Stats-filter: Comparing individual means?
December 6, 2012 8:26 AM   Subscribe

StatsFilter: How do I compare the means of an individual at three different points?

Ok, so I'm working on a project just now and I want to find out if the means of my dependent variable X for ONE person at times A, B and C are significantly from one another. I'm not especially interested in finding out if this speaker is significantly different from other speakers, since that's part of my regression analysis that I'm also doing.

To give you an idea of what I'm looking at, let's say that we interview a speaker and find out that they say the word 'bag' in a particular way and we take measurements of that. In year 1, I take 200 observations of this word, in year 2, I take 240 observations, and in year 3, I take 175 observations. Each observation has its own line in my excel sheet, who says it, what kind of word it is (noun, verb etc), what came before it, and so on. Now what I want to know is if the way that the person says 'bag' is significantly different in Year 1 compared to Year 2 compared to year 3.

The data is not normal, so ANOVA seems to be out, plus the data are unbalanced (so I have different numbers of observations at times A, B and C). I did think that Kruskal-Wallis would work, but that seems to only apply to group means while I'm just interested in comparing the value of X for one person at three different times.

In terms of stats packages, I have SPSS and R, although if the solution is with R, I'll need step-by-step instructions for it cause I'm a noob with it.
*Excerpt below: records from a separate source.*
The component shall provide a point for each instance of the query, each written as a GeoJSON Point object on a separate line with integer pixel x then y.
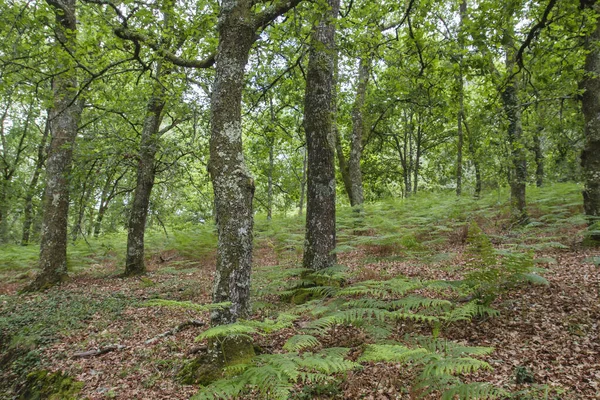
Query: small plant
{"type": "Point", "coordinates": [493, 272]}
{"type": "Point", "coordinates": [440, 364]}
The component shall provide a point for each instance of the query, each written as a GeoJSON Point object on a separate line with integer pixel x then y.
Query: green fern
{"type": "Point", "coordinates": [441, 363]}
{"type": "Point", "coordinates": [274, 376]}
{"type": "Point", "coordinates": [239, 328]}
{"type": "Point", "coordinates": [474, 390]}
{"type": "Point", "coordinates": [185, 304]}
{"type": "Point", "coordinates": [301, 342]}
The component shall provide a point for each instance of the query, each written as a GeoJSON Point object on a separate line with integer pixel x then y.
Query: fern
{"type": "Point", "coordinates": [474, 390]}
{"type": "Point", "coordinates": [301, 342]}
{"type": "Point", "coordinates": [440, 364]}
{"type": "Point", "coordinates": [274, 376]}
{"type": "Point", "coordinates": [185, 304]}
{"type": "Point", "coordinates": [392, 353]}
{"type": "Point", "coordinates": [239, 328]}
{"type": "Point", "coordinates": [469, 311]}
{"type": "Point", "coordinates": [453, 366]}
{"type": "Point", "coordinates": [495, 271]}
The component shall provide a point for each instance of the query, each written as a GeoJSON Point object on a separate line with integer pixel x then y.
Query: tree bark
{"type": "Point", "coordinates": [474, 157]}
{"type": "Point", "coordinates": [303, 183]}
{"type": "Point", "coordinates": [418, 153]}
{"type": "Point", "coordinates": [270, 180]}
{"type": "Point", "coordinates": [539, 156]}
{"type": "Point", "coordinates": [590, 156]}
{"type": "Point", "coordinates": [320, 139]}
{"type": "Point", "coordinates": [358, 127]}
{"type": "Point", "coordinates": [134, 262]}
{"type": "Point", "coordinates": [64, 118]}
{"type": "Point", "coordinates": [342, 162]}
{"type": "Point", "coordinates": [461, 98]}
{"type": "Point", "coordinates": [39, 164]}
{"type": "Point", "coordinates": [232, 184]}
{"type": "Point", "coordinates": [512, 109]}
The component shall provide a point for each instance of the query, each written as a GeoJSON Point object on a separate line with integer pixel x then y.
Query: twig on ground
{"type": "Point", "coordinates": [178, 328]}
{"type": "Point", "coordinates": [99, 352]}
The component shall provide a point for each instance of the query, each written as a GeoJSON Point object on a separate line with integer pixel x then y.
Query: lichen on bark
{"type": "Point", "coordinates": [320, 140]}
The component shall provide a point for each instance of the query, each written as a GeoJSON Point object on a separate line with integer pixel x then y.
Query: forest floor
{"type": "Point", "coordinates": [546, 337]}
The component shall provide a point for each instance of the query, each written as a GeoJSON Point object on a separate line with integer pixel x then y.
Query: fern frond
{"type": "Point", "coordinates": [392, 353]}
{"type": "Point", "coordinates": [269, 326]}
{"type": "Point", "coordinates": [469, 311]}
{"type": "Point", "coordinates": [447, 347]}
{"type": "Point", "coordinates": [474, 390]}
{"type": "Point", "coordinates": [185, 304]}
{"type": "Point", "coordinates": [535, 279]}
{"type": "Point", "coordinates": [300, 342]}
{"type": "Point", "coordinates": [222, 389]}
{"type": "Point", "coordinates": [412, 303]}
{"type": "Point", "coordinates": [414, 317]}
{"type": "Point", "coordinates": [239, 328]}
{"type": "Point", "coordinates": [453, 366]}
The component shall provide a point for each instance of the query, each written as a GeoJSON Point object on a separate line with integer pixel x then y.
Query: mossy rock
{"type": "Point", "coordinates": [210, 366]}
{"type": "Point", "coordinates": [46, 385]}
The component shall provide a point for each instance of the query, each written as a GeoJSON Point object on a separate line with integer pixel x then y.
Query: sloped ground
{"type": "Point", "coordinates": [546, 335]}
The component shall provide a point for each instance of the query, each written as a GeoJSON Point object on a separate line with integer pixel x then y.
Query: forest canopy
{"type": "Point", "coordinates": [124, 121]}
Any stats-aces out there able to help a brother out?
posted by Scottie_Bob to Science & Nature (13 answers total) 1 user marked this as a favorite
you said you are interested in the value of ONE person at three different times. Does this mean you're only interested in comparing the data from one particular individual (and that you don't care at all about the other data)?

Or does it mean that you want to employ a repeated measures (within subjects) analysis?

If it's the former, and your data is not normal for that particular subject, a kruskal-wallis test sounds like the way to go.

If it's the latter, a friedman test is the way to go.

(this is based on this info).
posted by spacediver at 9:35 AM on December 6, 2012

Yeah, ONE person at THREE different times, with the dependent variable of 'how do they pronounce BAG'. I do care about the other data, but since it's kind of all over the place, I want to split it up so I can do the following:

Speaker A at Year 1, Year 2 and Year 3
Speaker B at Year 1, Year 2 and Year 3
Speaker C at Year 1 and Year 3 (no data for year 2)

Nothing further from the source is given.